Artikel 27 Algemene afwijkingsregels
Het bevoegd gezag kan bij een omgevingsvergunning afwijken van:
a. de bestemmingsregels en toestaan dat bouwgrenzen worden overschreden, indien een meetverschil daartoe aanleiding geeft;
b. het bepaalde in de artikelen 3, 15, 16 en 17 ten aanzien van gebruik, en toestaan dat de realisering van een functie voor de verblijfsrecreatie wordt toegestaan, mits;
1. de capaciteit van de verblijfsrecreatie ten hoogste tien personen bedraagt;
2. de verblijfsrecreatie gericht is op bed and breakfast of recreatieappartementen;
3. het gebruik ten behoeve van verblijfsrecreatie ondergeschikt blijft aan de hoofdfunctie;
4. het bedrijfsvloeroppervlak maximaal een derde van het bedrijfsvloeroppervlak van de gebouwen op een bouwperceel bedraagt;
5. het bedrijfsvloeroppervlak ten behoeve van verblijfsrecreatie maximaal 100 m² bedraagt;
6. de ontwikkeling van de verblijfsrecreatie past binnen de Notitie ‘Recreatieve Ontwikkelingen in bestaande gebouwen’;
c. het bepaalde in de artikelen 3, 4, 15, 16 en 17 ten aanzien van het toelaten van bouwwerken, geen gebouwen zijnde, en toestaan dat bouwwerken, geen gebouwen zijnde, ten behoeve van paardrijbakken worden gebouwd, mits de bouwhoogte van bouwwerken, geen gebouwen zijnde, ten behoeve van paardrijbakken ten hoogste 1,5 m zal bedragen, indien:
1. het uitsluitend gaat om een hobbymatige functie bij het wonen;
2. een paardrijbak achter de (bedrijfs)woning wordt gesitueerd;
3. de afstand van een paardrijbak tot de zijdelingse perceelgrens ten minste 5 m bedraagt;
4. er een minimale afstand van 50 m tussen de paardrijbak en woningen van derden wordt aangehouden;
5. wanneer er verlichting wordt gebruikt, sprake is van objectgerichte verlichting die niet tot buiten de paardrijbak reikt. Dit dient te worden aangetoond door middel van een verlichtingsrapport;
6. de oppervlakte van een paardrijbak maximaal 1.000 m² bedraagt, met dien verstande dat de oppervlakte niet meer mag bedragen dan 40% van het bouwperceel dat tot de (bedrijfs)woning moet worden gerekend;
7. de landschappelijke inpassing gestalte krijgt in een inrichtingsplan (uitgaande van inheemse beplanting);
d. de bestemmingsregels ten aanzien van de bouwhoogte van bouwwerken, geen gebouwen zijnde, en toestaan dat de bouwhoogte van bouwwerken, geen gebouwen zijnde, wordt vergroot tot ten hoogste 10 m;
e. de bestemmingsregels ten aanzien van de bouwhoogte van bouwwerken, geen gebouwen zijnde, en toestaan dat de bouwhoogte van bouwwerken, geen gebouwen zijnde, ten behoeve van kunstwerken, geen gebouwen zijnde, en ten behoeve van zend-, ontvangst- en/of sirenemasten, wordt vergroot tot ten hoogste 40 m;
f. het bepaalde ten aanzien van de maximale bouwhoogte van gebouwen en toestaan dat de bouwhoogte van de gebouwen ten behoeve van plaatselijke verhogingen, zoals schoorstenen, luchtkokers, liftkokers en lichtkappen, mits:
1. de maximale oppervlakte van de vergroting ten hoogste 10% van het betreffende bouwvlak zal bedragen;
2. de bouwhoogte leidt tot een bouwhoogte die ten hoogste 1,25 maal de maximale bouwhoogte van het betreffende gebouw zal bedragen.

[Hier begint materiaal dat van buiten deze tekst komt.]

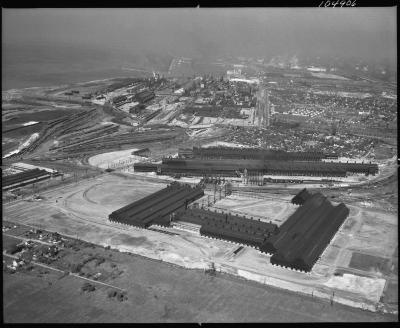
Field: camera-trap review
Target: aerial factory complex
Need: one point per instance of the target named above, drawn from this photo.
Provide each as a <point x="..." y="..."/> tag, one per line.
<point x="277" y="171"/>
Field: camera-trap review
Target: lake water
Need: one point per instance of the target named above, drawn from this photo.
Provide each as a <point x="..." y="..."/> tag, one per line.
<point x="25" y="66"/>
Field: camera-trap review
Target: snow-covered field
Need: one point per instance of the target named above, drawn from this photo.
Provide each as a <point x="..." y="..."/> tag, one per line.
<point x="372" y="288"/>
<point x="31" y="139"/>
<point x="114" y="158"/>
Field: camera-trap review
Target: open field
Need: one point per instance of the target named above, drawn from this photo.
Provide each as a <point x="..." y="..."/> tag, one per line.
<point x="81" y="210"/>
<point x="159" y="292"/>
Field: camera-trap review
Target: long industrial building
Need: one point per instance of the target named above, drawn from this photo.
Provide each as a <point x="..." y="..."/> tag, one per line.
<point x="297" y="243"/>
<point x="252" y="153"/>
<point x="229" y="168"/>
<point x="303" y="237"/>
<point x="225" y="226"/>
<point x="157" y="207"/>
<point x="24" y="178"/>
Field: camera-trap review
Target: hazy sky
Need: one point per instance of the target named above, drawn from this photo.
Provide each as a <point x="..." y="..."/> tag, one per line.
<point x="367" y="32"/>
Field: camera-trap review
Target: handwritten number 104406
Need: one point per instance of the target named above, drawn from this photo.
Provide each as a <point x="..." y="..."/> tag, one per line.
<point x="334" y="3"/>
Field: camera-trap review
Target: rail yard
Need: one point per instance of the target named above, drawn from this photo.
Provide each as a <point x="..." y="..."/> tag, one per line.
<point x="201" y="173"/>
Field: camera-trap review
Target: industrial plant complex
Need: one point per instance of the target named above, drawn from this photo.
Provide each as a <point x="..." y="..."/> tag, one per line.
<point x="240" y="168"/>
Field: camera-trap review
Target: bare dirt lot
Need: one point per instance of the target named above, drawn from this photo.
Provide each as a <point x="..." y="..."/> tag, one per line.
<point x="81" y="210"/>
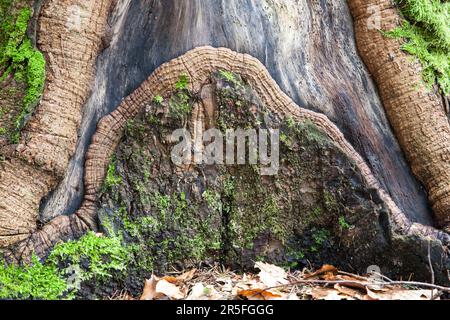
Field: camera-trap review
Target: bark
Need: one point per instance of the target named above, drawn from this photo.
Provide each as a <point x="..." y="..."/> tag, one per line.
<point x="315" y="66"/>
<point x="416" y="113"/>
<point x="70" y="36"/>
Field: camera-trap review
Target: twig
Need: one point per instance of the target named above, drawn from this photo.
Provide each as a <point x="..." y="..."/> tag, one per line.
<point x="348" y="282"/>
<point x="431" y="268"/>
<point x="430" y="263"/>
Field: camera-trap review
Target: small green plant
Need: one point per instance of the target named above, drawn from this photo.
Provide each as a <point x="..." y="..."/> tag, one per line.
<point x="230" y="77"/>
<point x="290" y="122"/>
<point x="19" y="57"/>
<point x="158" y="99"/>
<point x="426" y="30"/>
<point x="213" y="199"/>
<point x="33" y="281"/>
<point x="179" y="105"/>
<point x="343" y="224"/>
<point x="112" y="178"/>
<point x="182" y="82"/>
<point x="227" y="75"/>
<point x="103" y="255"/>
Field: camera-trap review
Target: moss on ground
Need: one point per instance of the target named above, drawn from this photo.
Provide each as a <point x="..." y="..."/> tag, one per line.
<point x="91" y="258"/>
<point x="426" y="30"/>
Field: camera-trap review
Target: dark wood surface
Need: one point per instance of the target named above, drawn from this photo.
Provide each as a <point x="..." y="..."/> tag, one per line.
<point x="307" y="46"/>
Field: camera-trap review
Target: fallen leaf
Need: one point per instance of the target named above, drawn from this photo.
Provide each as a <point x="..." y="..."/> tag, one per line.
<point x="187" y="276"/>
<point x="352" y="292"/>
<point x="170" y="279"/>
<point x="169" y="289"/>
<point x="258" y="294"/>
<point x="197" y="292"/>
<point x="271" y="275"/>
<point x="320" y="293"/>
<point x="402" y="294"/>
<point x="150" y="292"/>
<point x="325" y="270"/>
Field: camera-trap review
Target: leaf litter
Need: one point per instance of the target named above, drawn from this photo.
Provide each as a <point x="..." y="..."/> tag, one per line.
<point x="274" y="283"/>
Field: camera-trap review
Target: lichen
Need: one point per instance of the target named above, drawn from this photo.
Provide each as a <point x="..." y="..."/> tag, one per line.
<point x="426" y="30"/>
<point x="19" y="58"/>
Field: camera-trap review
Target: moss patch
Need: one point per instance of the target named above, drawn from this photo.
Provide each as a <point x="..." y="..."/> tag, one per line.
<point x="426" y="30"/>
<point x="34" y="281"/>
<point x="22" y="68"/>
<point x="60" y="276"/>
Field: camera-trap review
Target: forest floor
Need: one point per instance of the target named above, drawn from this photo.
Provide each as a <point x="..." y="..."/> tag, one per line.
<point x="274" y="283"/>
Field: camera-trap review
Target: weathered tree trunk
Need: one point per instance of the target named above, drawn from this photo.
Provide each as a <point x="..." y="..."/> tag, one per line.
<point x="301" y="61"/>
<point x="417" y="114"/>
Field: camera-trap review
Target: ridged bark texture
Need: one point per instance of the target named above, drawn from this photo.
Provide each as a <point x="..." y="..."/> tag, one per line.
<point x="70" y="37"/>
<point x="416" y="114"/>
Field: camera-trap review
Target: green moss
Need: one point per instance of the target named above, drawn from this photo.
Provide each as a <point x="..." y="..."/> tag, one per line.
<point x="320" y="237"/>
<point x="158" y="99"/>
<point x="33" y="281"/>
<point x="96" y="256"/>
<point x="343" y="224"/>
<point x="112" y="178"/>
<point x="20" y="58"/>
<point x="213" y="199"/>
<point x="426" y="30"/>
<point x="182" y="82"/>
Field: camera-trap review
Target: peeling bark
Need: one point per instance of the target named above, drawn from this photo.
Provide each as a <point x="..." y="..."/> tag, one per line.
<point x="416" y="114"/>
<point x="70" y="36"/>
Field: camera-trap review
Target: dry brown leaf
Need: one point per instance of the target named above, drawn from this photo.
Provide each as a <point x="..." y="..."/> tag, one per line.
<point x="170" y="279"/>
<point x="169" y="289"/>
<point x="357" y="294"/>
<point x="326" y="269"/>
<point x="319" y="293"/>
<point x="187" y="276"/>
<point x="150" y="292"/>
<point x="271" y="275"/>
<point x="402" y="294"/>
<point x="258" y="294"/>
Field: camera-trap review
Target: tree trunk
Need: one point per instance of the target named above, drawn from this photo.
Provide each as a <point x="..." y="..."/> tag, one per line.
<point x="345" y="193"/>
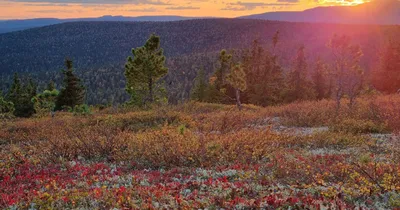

Artikel 28 Algemene wijzigingsregels
Burgemeester en wethouders kunnen, mits geen onevenredige afbreuk wordt gedaan aan de archeologische waarden, het straat- en bebouwingsbeeld, de woonsituatie, de milieusituatie, de sociale veiligheid, de verkeersveiligheid en de gebruiksmogelijkheden van de aangrenzende gronden, het plan wijzigen in die zin dat:
a. de aanduiding 'karakteristiek' wordt aangebracht, indien:
- door verbeteringswerkzaamheden, dan wel veranderende inzichten een niet als karakteristiek aangeduid gebouw (weer) karakteristiek wordt;
b. de aanduiding 'karakteristiek' wordt verwijderd, indien:
1. de karakteristieke hoofdvorm niet langer aanwezig is en niet zonder ingrijpende wijzigingen aan het gebouw kan worden hersteld;
2. de karakteristieke hoofdvorm in zijn geheel redelijkerwijs niet te handhaven is in relatie tot de functie die het gebouw moet of uitsluitend nog kan vervullen.